Framing technical value in language that resonates with biologists and engineers
Reading time: 9 minutes
The preceding article in this series described the buyer: a decision maker who often trained in a discipline other than developmental and stem cell biology, supported by an internal evaluation chain whose members bring distinct concerns. This article addresses what to say to those buyers — and, more importantly, what not to say.
The challenge is not a shortage of things to claim. It is a surplus. The technology works. The data is real. The performance improvement over the prior method is measurable. The temptation is to say all of this, loudly, using the vocabulary of the academic paper in which the technology was first reported. The problem is that this vocabulary does not land with the people making the purchase decision, and in many cases it actively triggers scepticism. Technical buyers in this field have been exposed to more overclaimed, under-evidenced product descriptions than they can count. Their default posture is mistrust, and their attention is earned not by enthusiasm but by specificity, honesty, and evidence they can evaluate in their own terms.
The Pillar 3 anchor made the argument that positioning is a product decision rather than a marketing output. Framing technical value is where that argument becomes visible. The language you use to describe what your tool does is itself a positioning statement. If it reads like marketing, it signals that the company does not understand its buyer. If it reads like an academic abstract, it signals that the company has not translated its technology into a product. The narrow band between those two failure modes is where credible technical communication sits.
The two languages the buyer does not speak
Most ancillary TechBio companies default to one of two communication registers. Both fail.

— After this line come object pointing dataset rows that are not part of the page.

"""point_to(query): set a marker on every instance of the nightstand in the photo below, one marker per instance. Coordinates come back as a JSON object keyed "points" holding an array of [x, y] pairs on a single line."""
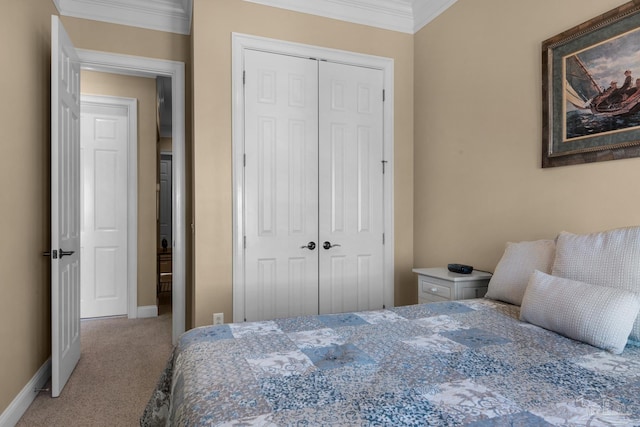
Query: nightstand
{"points": [[439, 284]]}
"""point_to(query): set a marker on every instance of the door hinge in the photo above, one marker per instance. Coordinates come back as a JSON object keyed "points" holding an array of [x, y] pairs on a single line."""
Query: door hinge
{"points": [[53, 254]]}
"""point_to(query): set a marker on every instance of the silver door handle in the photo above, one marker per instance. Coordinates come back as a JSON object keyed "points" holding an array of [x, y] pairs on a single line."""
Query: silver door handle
{"points": [[311, 246], [66, 253], [328, 245]]}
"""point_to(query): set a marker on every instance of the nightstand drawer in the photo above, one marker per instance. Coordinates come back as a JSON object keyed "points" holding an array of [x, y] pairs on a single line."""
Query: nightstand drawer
{"points": [[435, 289]]}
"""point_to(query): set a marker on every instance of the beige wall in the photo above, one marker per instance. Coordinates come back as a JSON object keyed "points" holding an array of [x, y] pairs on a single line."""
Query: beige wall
{"points": [[25, 31], [478, 180], [214, 21], [144, 90]]}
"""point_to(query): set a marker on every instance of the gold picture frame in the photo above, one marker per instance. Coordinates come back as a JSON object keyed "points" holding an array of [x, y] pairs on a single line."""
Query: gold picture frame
{"points": [[591, 90]]}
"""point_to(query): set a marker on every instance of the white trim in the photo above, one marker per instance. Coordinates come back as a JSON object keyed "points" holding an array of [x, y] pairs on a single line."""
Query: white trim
{"points": [[131, 106], [170, 16], [405, 16], [240, 42], [149, 67], [145, 311], [16, 409], [426, 11]]}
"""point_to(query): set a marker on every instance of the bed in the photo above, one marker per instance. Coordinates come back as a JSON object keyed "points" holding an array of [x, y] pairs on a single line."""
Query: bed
{"points": [[476, 362]]}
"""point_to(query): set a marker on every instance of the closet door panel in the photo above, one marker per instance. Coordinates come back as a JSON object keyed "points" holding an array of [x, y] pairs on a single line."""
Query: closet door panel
{"points": [[350, 188], [281, 186]]}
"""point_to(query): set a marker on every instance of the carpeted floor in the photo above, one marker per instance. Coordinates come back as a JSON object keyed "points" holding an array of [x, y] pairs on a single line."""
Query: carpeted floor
{"points": [[119, 366]]}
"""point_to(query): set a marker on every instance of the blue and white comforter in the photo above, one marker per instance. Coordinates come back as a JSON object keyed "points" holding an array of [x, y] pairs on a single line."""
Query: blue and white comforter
{"points": [[468, 362]]}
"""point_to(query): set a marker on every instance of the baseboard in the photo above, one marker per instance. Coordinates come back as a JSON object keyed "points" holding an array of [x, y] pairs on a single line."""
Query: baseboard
{"points": [[147, 311], [20, 404]]}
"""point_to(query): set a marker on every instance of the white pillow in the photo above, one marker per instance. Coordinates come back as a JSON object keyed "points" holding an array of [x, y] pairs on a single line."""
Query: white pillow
{"points": [[609, 258], [598, 315], [519, 260]]}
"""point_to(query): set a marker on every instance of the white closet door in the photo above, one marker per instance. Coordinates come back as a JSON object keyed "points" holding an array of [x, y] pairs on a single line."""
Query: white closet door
{"points": [[281, 186], [351, 188], [104, 147]]}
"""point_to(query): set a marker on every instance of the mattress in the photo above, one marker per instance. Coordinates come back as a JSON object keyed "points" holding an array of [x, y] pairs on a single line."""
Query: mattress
{"points": [[469, 362]]}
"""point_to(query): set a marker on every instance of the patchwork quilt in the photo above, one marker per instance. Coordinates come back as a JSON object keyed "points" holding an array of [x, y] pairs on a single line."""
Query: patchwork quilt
{"points": [[469, 362]]}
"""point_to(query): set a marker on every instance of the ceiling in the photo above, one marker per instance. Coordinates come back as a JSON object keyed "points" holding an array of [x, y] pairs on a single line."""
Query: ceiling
{"points": [[174, 16]]}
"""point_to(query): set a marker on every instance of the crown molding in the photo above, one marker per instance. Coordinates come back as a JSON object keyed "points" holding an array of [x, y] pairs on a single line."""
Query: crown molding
{"points": [[172, 16], [425, 11], [406, 16]]}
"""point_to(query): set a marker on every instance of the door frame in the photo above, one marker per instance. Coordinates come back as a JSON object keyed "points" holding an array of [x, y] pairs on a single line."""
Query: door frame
{"points": [[149, 67], [131, 107], [241, 42]]}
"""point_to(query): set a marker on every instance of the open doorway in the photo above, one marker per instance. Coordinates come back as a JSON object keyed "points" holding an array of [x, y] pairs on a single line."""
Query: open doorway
{"points": [[164, 227], [152, 68]]}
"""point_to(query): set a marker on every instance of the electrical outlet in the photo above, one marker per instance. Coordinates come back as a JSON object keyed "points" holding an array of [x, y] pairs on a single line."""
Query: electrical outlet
{"points": [[218, 318]]}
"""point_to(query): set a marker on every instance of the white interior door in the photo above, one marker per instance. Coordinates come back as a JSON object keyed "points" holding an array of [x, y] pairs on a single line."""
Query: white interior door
{"points": [[281, 189], [351, 205], [65, 207], [104, 149]]}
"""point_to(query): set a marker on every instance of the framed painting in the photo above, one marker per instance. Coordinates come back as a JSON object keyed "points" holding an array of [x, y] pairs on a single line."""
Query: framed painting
{"points": [[591, 90]]}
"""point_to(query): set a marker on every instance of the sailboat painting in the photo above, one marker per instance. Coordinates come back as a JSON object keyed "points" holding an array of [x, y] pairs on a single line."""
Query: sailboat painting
{"points": [[602, 87], [591, 90]]}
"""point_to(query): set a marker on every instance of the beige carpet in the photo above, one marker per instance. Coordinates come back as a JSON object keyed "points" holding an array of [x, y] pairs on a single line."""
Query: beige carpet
{"points": [[119, 366]]}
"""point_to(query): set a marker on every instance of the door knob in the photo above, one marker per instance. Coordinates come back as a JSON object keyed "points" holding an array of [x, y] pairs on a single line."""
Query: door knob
{"points": [[328, 245], [66, 253]]}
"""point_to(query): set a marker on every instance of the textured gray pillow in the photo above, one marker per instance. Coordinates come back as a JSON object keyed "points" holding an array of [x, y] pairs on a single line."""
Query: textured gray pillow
{"points": [[598, 315], [519, 260], [609, 258]]}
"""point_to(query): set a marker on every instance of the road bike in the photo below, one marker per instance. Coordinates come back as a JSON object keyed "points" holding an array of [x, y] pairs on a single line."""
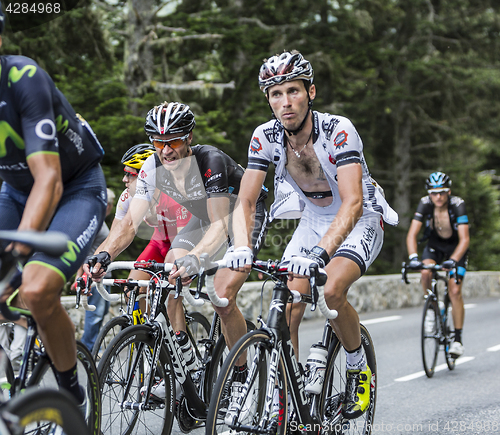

The first is academic register: the language of the journal paper. Mechanism-of-action detail, statistical significance against a defined p-value, comparison with a baseline under controlled conditions, explicit limitations, and hedged conclusions. This register is excellent for peer review. It is poor for procurement decisions, because it answers questions the buyer is not asking. The buyer does not need to know the molecular pathway by which the tool operates. The buyer needs to know what the tool does to their workflow, how reliably, at what cost, and with what evidence that the improvement is real under their conditions. Academic register buries this information inside a presentation designed for a different audience.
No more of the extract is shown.